In a report delivered to Defense Secretary Donald Rumsfeld, a panel created by Congress said leadership failures went beyond the Colorado Springs, Colo., academy and included Air Force leadership at the Pentagon.
The panel recommended a full investigation by the Pentagon inspector general to determine if academy and Air Force leaders should be held accountable for the failures.
Between 1993 and 2002, there were 142 allegations of sexual assault at the academy. Dozens of female cadets have said academy commanders were complacent about their complaints of sexual assault and in some cases punished them for minor rules violations if they reported they were attacked.
"Academy and Air Force leaders knew or should have known that this data was an unmistakable warning sign and quite possibly signaled an even larger crisis," the report said.
Congress created the seven-member panel because it wanted a nonmilitary group to investigate the academy, in addition to ongoing reviews by the Air Force and Defense Department.
Former Florida Rep. Tillie Fowler, chairwoman of the panel, said academy cadets related "how their lives have been torn apart" by the assaults.
"Most of them suffered alone because of an atmosphere of fear and retribution by peers aided by either indifference, incompetence or a combination of both by an academy leadership they believe failed them," Fowler said.
A survey by the Defense Department inspector general last month found that nearly one in five female cadets said they had been sexually assaulted since coming to the Air Force Academy and just 19 percent reported the crimes, saying they feared punishment or ostracism. Nearly half of those who reported said they suffered reprisal.

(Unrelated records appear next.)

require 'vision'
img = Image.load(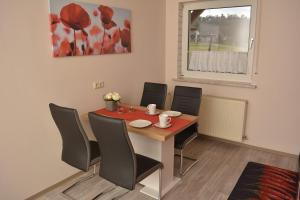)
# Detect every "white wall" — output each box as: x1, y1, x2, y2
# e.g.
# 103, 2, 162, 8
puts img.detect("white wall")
0, 0, 165, 199
166, 0, 300, 154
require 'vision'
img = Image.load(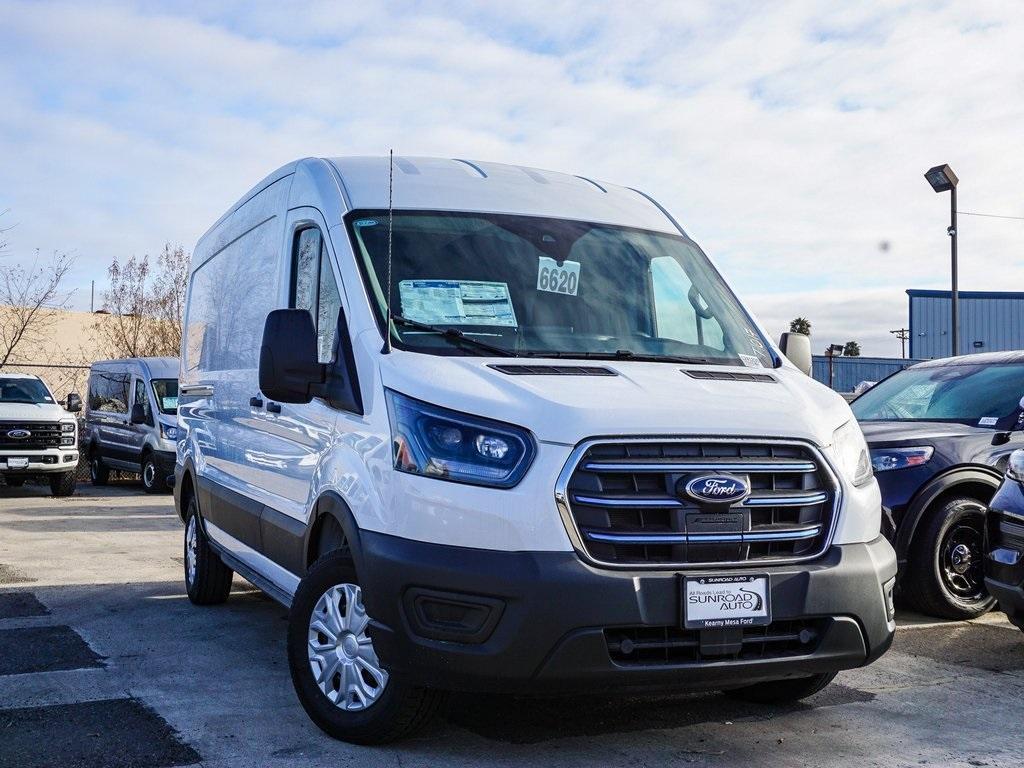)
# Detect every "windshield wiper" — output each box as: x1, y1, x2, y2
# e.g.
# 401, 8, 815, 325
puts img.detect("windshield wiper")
391, 314, 516, 357
519, 349, 722, 365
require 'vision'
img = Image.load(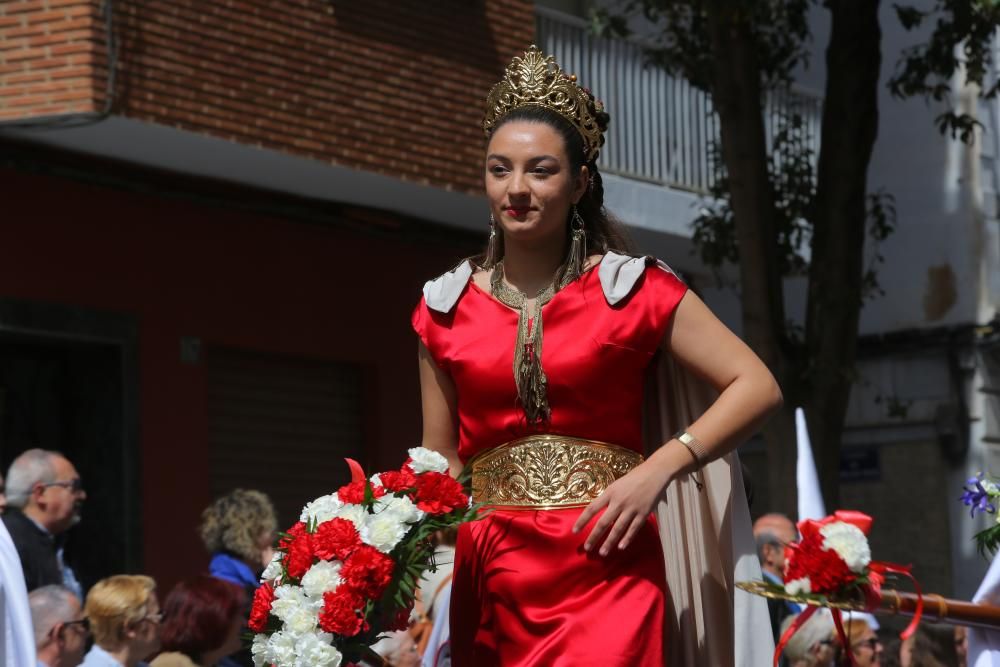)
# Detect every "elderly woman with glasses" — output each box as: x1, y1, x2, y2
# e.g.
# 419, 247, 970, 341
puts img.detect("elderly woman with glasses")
81, 574, 161, 667
832, 617, 884, 667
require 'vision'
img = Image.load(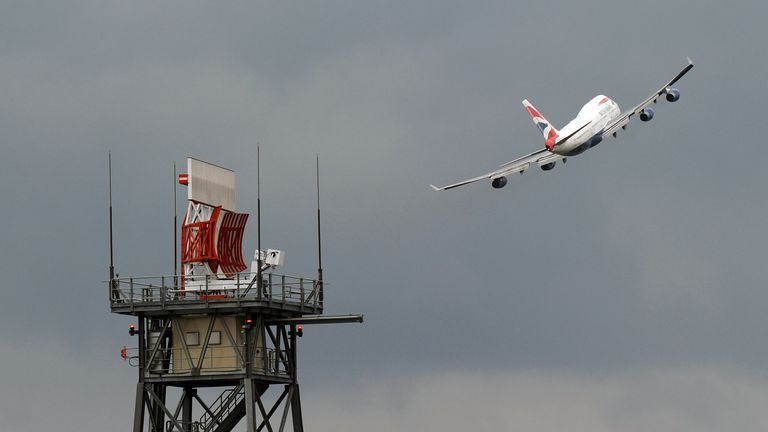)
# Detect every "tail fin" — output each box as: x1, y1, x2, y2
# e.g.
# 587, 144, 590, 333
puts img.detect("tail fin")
523, 99, 558, 151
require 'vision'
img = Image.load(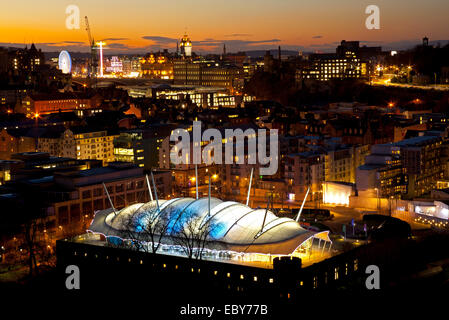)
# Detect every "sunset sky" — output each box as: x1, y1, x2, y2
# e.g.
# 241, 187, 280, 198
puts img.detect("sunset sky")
0, 0, 449, 52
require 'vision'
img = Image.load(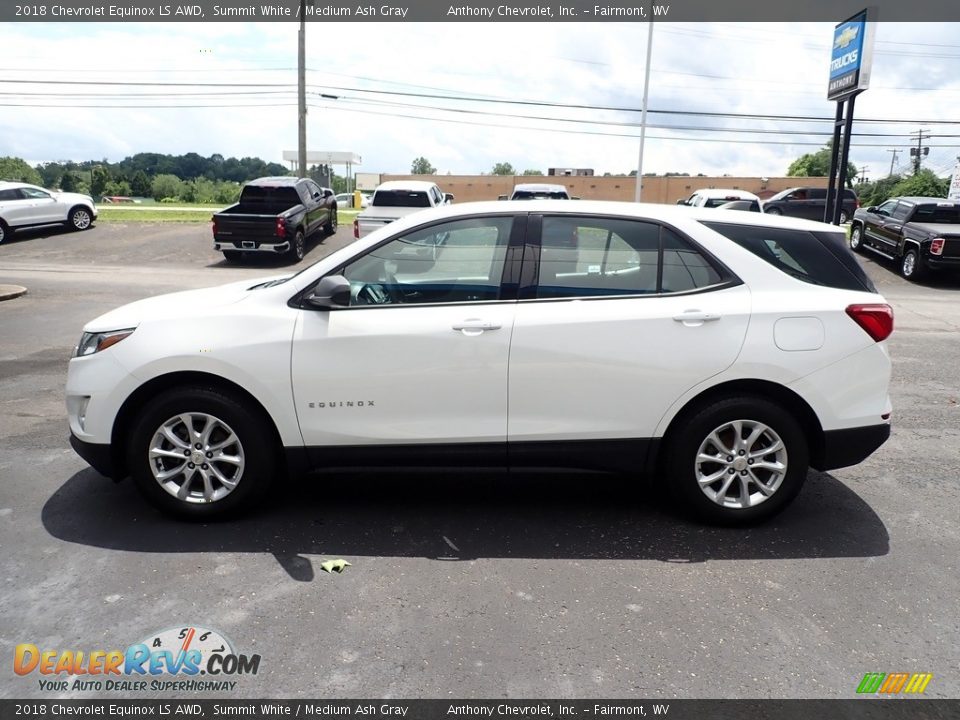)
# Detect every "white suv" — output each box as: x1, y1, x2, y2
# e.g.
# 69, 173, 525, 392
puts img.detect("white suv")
66, 200, 893, 523
0, 182, 97, 242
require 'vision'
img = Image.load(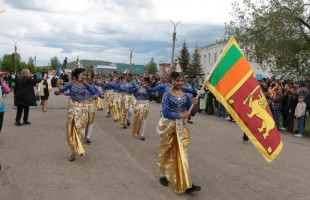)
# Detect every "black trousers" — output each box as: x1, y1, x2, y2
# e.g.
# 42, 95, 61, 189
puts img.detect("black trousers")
0, 112, 4, 133
15, 106, 29, 122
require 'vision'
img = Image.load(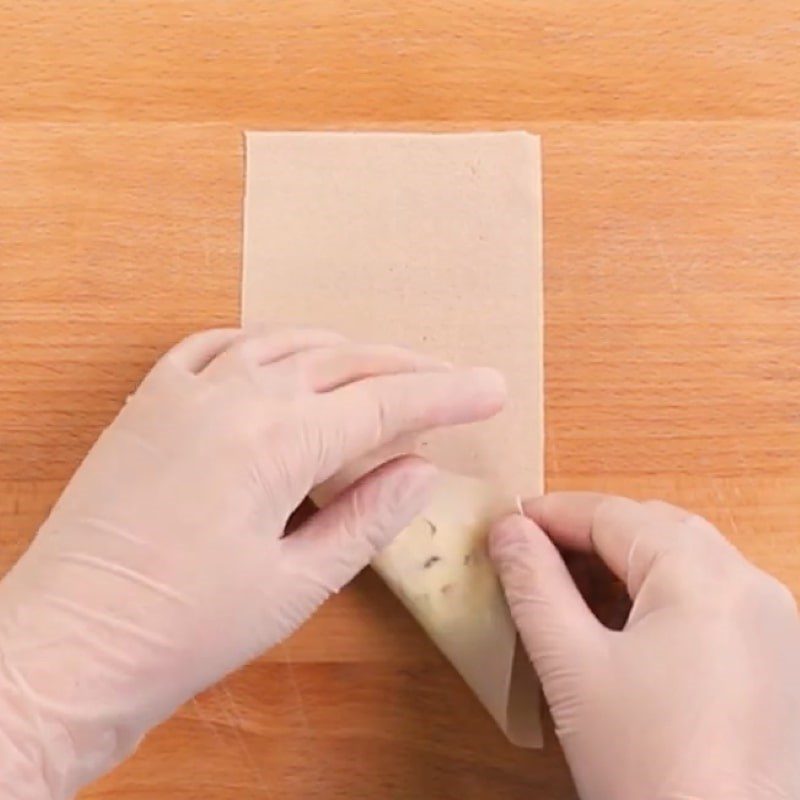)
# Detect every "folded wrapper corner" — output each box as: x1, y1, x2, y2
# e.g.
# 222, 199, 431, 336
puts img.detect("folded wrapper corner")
312, 466, 542, 747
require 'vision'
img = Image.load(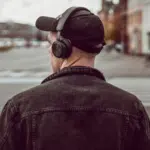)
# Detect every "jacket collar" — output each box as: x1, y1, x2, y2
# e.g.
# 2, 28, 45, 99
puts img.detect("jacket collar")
41, 66, 106, 84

The panel singled out previous academy leaders Lt. Gen. John Dallager, Brig. Gen. S. Taco Gilbert III and Col. Laurie Sue Slavec
who were reassigned in the aftermath of the sex scandal for harsh criticism.
"General Dallager and General Gilbert failed to exercise the judgment, awareness and resourcefulness necessary to realize that there was a sexual misconduct and social climate problem in their command that directly impacted the welfare and safety of their cadets," the report stated.
Air Force Secretary James G. Roche replaced the senior academy leadership in March, even though he said they were not responsible for the problems. Roche at the time drew scathing criticism from Sen. John McCain, R-Ariz., who said he "has proven himself totally incapable of handling this issue."
Roche subsequently demoted Dallager one rank to lieutenant general before Dallager retired Sept. 1.
The panel also was critical of a June report by an Air Force Academy Working Group, led by Air Force General Counsel Mary Walker, which Fowler's group said attempted to "shield Air Force headquarters from public criticism" by downplaying leadership failures at headquarters level.
"While the record is not complete, the evidence before the panel shows that the highest levels of leadership had information about serious problems at the academy, yet failed to take effective action," the report said.
The panel recommended those failures also be considered by the inspector general.
Pentagon spokeswoman Michelle Shortencarrier said Rumsfeld planned to carefully review the report and consider the panel's recommendations.
Fowler's panel made 21 recommendations in all, including increased oversight by the Air Force as well as by a strengthened academy Board of Visitors, which is the equivalent of the board of trustees; access to trained counselors for victims of sexual assault; and a four-year tour of duty for the academy superintendent. Currently, superintendents are rotated every three years.
They also emphasized the importance of continued confidential reporting through trained psychotherapists.
The academy's confidentiality policy, which had been enacted in 1993, was rescinded in March by Roche, who felt it left academy commanders in the dark about assaults at the institution. Now each complaint is handled in the chain of command.